“I’m sure glad I didn’t raise me any girls… Who knows how they’da turned out!”
During the Depression, notorious gangster ‘Ma’ Barker (Shelley Winters) leads her four grown sons (Don Stroud, Clint Kimbrough, Robert De Niro, and Robert Walden) on a deadly crime spree across the Ozarks.
Bloody Mama — one of the last films directed by famed B-movie producer Roger Corman — is widely acknowledged as one of his best, and remains a bizarrely compelling cult favorite. Loosely based on the exploits of Kate ‘Ma’ Barker and her sons, Bloody Mama is a surprisingly complex — albeit entirely “imagined” — interpretation of this infamous clan’s warped existence. The film opens with a disturbing scene of young Barker (Lisa Jill) being raped in the forest by her father and brothers, thus establishing the ethos that in the backwoods Barker family, “blood is thicker than water”; immediately afterward, we see ‘Ma’ Barker (Winters) bathing her grown sons, and are quickly made to understand that she holds a firm matriarchal grip over them, both psychologically (her word is God) and sexually (she sleeps with her sons at will).
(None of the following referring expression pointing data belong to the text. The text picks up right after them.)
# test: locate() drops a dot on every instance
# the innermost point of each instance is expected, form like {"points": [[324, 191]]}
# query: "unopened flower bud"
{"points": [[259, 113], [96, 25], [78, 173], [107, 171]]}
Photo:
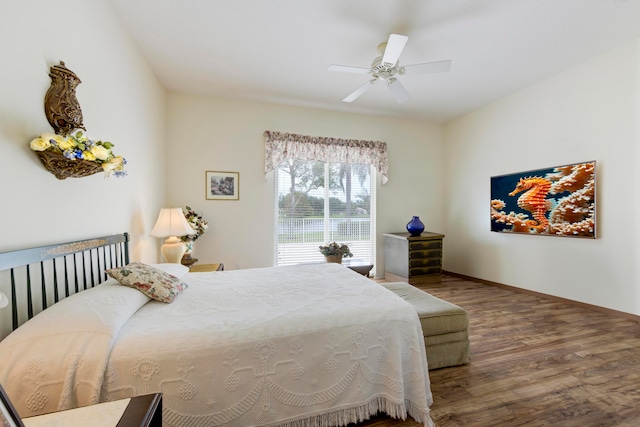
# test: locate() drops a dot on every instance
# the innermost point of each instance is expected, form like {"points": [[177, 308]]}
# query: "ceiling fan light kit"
{"points": [[385, 67]]}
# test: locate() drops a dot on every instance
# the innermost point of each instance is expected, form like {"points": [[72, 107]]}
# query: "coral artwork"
{"points": [[558, 201]]}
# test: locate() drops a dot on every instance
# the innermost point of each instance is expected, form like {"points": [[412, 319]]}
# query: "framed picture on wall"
{"points": [[8, 414], [222, 185], [555, 201]]}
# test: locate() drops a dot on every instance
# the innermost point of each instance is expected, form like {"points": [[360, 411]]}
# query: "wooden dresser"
{"points": [[416, 260]]}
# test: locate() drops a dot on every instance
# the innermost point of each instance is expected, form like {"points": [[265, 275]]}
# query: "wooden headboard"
{"points": [[36, 278]]}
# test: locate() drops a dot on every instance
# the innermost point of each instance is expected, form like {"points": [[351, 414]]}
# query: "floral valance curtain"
{"points": [[281, 146]]}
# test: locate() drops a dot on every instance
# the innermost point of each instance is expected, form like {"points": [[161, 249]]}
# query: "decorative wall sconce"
{"points": [[60, 103], [70, 153]]}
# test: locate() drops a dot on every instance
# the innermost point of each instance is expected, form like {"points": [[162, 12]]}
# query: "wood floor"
{"points": [[535, 362]]}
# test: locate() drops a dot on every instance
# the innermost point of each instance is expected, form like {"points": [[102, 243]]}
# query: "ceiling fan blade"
{"points": [[356, 93], [428, 67], [394, 48], [399, 92], [348, 69]]}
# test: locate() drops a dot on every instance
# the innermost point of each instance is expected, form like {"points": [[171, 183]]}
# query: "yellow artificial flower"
{"points": [[65, 143], [40, 143], [100, 152], [114, 164]]}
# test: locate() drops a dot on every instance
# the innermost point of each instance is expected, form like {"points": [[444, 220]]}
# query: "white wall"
{"points": [[226, 135], [121, 100], [588, 113]]}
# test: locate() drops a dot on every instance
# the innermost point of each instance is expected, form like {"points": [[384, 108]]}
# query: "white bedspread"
{"points": [[302, 345]]}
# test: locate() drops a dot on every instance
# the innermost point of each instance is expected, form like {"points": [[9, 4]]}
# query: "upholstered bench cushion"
{"points": [[436, 316], [444, 325]]}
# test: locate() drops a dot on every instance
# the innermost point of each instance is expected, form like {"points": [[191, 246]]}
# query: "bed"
{"points": [[302, 345]]}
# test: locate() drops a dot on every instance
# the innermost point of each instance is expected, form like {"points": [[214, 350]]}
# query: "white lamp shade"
{"points": [[171, 222]]}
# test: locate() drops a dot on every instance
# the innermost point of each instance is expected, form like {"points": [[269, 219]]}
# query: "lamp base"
{"points": [[173, 249]]}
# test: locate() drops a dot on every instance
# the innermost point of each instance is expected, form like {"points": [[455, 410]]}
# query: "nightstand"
{"points": [[141, 411], [206, 267]]}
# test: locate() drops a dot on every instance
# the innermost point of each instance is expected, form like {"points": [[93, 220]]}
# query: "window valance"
{"points": [[280, 146]]}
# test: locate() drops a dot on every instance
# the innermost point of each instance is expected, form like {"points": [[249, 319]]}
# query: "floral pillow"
{"points": [[152, 282]]}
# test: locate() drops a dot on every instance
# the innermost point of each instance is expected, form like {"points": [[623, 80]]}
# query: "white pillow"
{"points": [[177, 270]]}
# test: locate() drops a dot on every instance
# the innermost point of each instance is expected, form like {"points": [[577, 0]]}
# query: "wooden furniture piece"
{"points": [[413, 259], [206, 267], [142, 411], [358, 265], [75, 266]]}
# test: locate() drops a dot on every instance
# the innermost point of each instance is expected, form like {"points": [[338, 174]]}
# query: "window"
{"points": [[318, 202]]}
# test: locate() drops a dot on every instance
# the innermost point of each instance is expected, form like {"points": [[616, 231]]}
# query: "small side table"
{"points": [[206, 267], [142, 411]]}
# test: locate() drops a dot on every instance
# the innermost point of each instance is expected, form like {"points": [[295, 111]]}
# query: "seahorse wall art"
{"points": [[557, 201]]}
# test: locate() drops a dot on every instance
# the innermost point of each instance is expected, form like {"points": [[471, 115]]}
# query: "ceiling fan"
{"points": [[386, 67]]}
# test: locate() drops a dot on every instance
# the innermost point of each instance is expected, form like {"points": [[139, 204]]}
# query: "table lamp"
{"points": [[172, 224]]}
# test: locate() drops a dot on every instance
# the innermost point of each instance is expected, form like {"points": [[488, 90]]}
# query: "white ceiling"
{"points": [[278, 50]]}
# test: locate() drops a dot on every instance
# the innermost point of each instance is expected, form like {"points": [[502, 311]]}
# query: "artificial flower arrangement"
{"points": [[77, 146], [196, 222], [333, 249]]}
In response, each son is uniquely neurotic: Stroud (the oldest) is uncontrollably violent and Oedipally obsessed with his long lost father; Walden is meekly dominated by his jailhouse lover (Bruce Dern, gleefully psychotic in a bit role); Kimbrough is a religious fanatic; and De Niro (film fanatics take note!) is a loopy coke fiend.
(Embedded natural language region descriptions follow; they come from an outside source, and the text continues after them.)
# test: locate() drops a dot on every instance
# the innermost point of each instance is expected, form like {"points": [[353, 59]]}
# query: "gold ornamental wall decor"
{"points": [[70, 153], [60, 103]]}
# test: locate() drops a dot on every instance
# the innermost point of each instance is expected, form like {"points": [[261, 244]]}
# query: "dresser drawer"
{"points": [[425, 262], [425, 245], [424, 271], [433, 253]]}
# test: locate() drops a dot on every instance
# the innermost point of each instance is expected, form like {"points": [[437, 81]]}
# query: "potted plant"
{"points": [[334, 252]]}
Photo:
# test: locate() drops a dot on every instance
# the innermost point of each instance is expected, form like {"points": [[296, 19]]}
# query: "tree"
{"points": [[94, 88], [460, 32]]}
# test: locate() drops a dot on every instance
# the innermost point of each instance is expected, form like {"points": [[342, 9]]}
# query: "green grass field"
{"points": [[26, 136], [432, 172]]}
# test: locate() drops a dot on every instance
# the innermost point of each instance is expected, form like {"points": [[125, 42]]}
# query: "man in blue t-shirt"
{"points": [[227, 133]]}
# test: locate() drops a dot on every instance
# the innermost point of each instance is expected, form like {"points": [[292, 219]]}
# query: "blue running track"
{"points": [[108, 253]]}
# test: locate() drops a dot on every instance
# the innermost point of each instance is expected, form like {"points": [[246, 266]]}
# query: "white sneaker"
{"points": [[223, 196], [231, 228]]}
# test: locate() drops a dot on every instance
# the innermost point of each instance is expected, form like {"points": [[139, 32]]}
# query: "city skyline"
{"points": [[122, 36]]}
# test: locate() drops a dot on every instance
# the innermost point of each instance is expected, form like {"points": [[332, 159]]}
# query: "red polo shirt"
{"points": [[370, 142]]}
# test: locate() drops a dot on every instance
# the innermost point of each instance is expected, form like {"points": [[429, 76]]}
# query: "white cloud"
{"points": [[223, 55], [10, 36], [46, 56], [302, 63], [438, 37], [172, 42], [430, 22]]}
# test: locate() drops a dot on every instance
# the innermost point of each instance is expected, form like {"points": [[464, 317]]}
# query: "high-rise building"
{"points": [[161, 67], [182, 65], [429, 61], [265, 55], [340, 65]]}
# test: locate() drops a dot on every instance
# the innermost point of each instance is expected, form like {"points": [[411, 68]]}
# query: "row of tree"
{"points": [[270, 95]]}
Corman, working with a slightly higher budget than usual, does an admirable job recreating the Depression era exploits of the Barkers, who — much like Bonnie Parker and Clyde Barrow — became notorious celebrities in their day. But the Barkers’ criminal misadventures ultimately take a backseat to the more fascinating saga of their bizarrely dysfunctional family dynamics, which eventually — perhaps inevitably — precipitate their fatal undoing. Winters (100% invested in her role; she’s perfectly cast here) is the glue that holds this perverted household together; but when she starts ordering the deaths of innocent hostages — first a vivacious young swimmer (Pamela Dunlap) who flirts (at her own unknowing peril) with De Niro, then a compellingly decent millionaire (Pat Hingle) who’s been kidnapped for ransom — her children finally begin to realize that Mommy doesn’t always know best. Alas, by this point it’s too late for any genuine redemption to come to the Barker clan — so bloodthirsty audiences can rest assured that a riveting denouement lies in wait.
P.S. In a 1970 interview with Sight and Sound magazine, Corman himself acknowledged that comparisons with the previous year’s cult hit Bonnie and Clyde were inevitable, but noted that his approach “was not to romanticize or glorify, but to stay closer to what I felt the reality was.” While Bonnie and Clyde is clearly the superior film in many ways, the two movies ultimately rest upon their own unique merits.
Redeeming Qualities and Moments:
- Shelley Winters as Ma Barker
- Pat Hingle as Sam Pendlebury, the millionaire hostage
- Don Stroud as Herman Barker
- Robert De Niro as Lloyd Barker
- Pamela Dunlap as “Rembrandt” (the ill-fated young swimmer encountered by De Niro
Yes, as one of Corman’s best pictures, and a cult favorite. Listed as a Cult Movie in the back of Peary’s book.